Killzone: Shadow Fall serves up decent sci-fi themed first-person-shooter action complete with teases of what the new console generation has in store for us. It's not particularly inspired, nor is it anything to write home about, but as something to make your early adoption feel justified, I think Killzone does the trick.
Knack, while conceptually interesting, never rises above being an OK platformer without any real positive memorable aspects, but plenty of frustrating ones. If you've ever wondered what a tech demo turned into a full-fledged game would be like, Knack is—or very much feels—like that.
LocoCycle is a next-gen debut that's uncomfortable to watch and boring to play from a developer I honestly expect better of. That it isn't outright broken or unplayable from a technical perspective is just about the only accolade I can muster for what has otherwise been a miserable first experience on the Xbox One.
I don't think Max: The Curse of Brotherhood is devoid of value, but I certainly don't think it's something to rush right out and buy—unless, as an Xbox One early adopter, you're content with a passable platformer that possesses a handful of quasi-memorable moments to tide you over until Titanfall. And for anyone jonesing for a platformer, Max represents only a quick, short-lived fix.
Gorgeous to see and hear and engaging as far as gameplay is concerned, Child of Light is an excellently built game with a forgivably wonky augmentation system but an underdeveloped narrative. Its artists very clearly knew what they wanted it to be, but couldn't quite manage to orchestrate effectively. Play it, soak up its beauty, but expect a jejune take on fairy tale yarn-spinning.
Loathe as I am to lazily make comparisons, Capy did so first. Super Time Force is exactly as advertised: Braid meets Contra wish a dash of cartoony approach to time-travel. The result is just as spectacularly stupid and spectacularly good as you'd expect from such a description, with an added dash of think-y fun formed by layering multiple reality loops. Sounds bananacakes? Well, it is. And it's great.

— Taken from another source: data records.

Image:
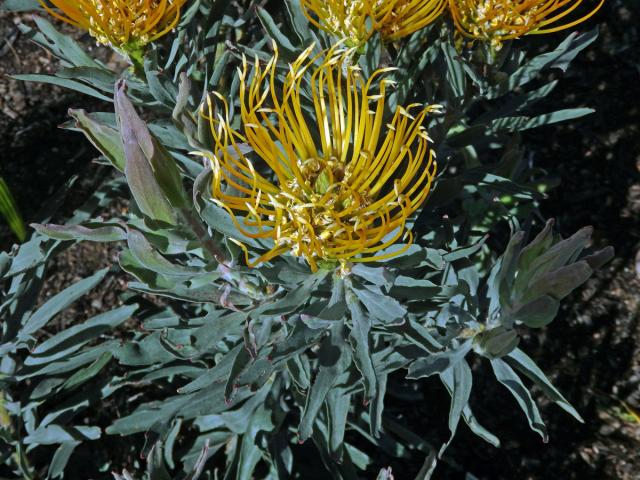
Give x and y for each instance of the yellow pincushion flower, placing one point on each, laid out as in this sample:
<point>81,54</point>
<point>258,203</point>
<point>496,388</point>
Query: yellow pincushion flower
<point>500,20</point>
<point>123,24</point>
<point>356,20</point>
<point>330,180</point>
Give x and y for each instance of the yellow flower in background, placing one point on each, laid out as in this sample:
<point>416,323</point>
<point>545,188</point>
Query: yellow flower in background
<point>125,24</point>
<point>330,179</point>
<point>500,20</point>
<point>356,20</point>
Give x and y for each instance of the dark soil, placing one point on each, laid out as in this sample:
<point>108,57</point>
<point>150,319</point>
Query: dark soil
<point>591,352</point>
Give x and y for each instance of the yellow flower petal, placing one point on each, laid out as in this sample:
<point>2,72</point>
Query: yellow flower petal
<point>330,180</point>
<point>119,23</point>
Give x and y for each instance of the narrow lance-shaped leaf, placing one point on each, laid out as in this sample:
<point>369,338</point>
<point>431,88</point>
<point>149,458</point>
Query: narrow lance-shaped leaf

While a welcome break from the tired retreadings that define most games, Murdered: Soul Suspect finds itself in a precarious place where narrative value, above all else, is of chief importance. But while the deadlike denizens of Salem might sound right for this sort of game, the absence of compelling characters keeps what's otherwise an interesting idea from landing any staying power.
Shovel Knight is a pretty stellar homage to simpler times, but it's so unabashedly an homage that it never steps out of the shadows cast by the components it's built from—DuckTales, Mega Man, Simon's Quest. And while derivative doesn't necessarily mean bad—far from it in Shovel Knight's case—it certainly doesn't make it any less pandering in a lot of ways.
Despite its designation as a "rogue-lite," Rogue Legacy delivers just as much addictive live-die-repeat challenge as any "full-fledged" members of the genre. Short of maxing out on every possible trait (an undertaking that would prove rather expensive in-game) the optional, RPG-style progression system never robs this roguelike's random dungeons of their punishing nature and need for patience, a thoughtful approach, and the occasional bout of luck.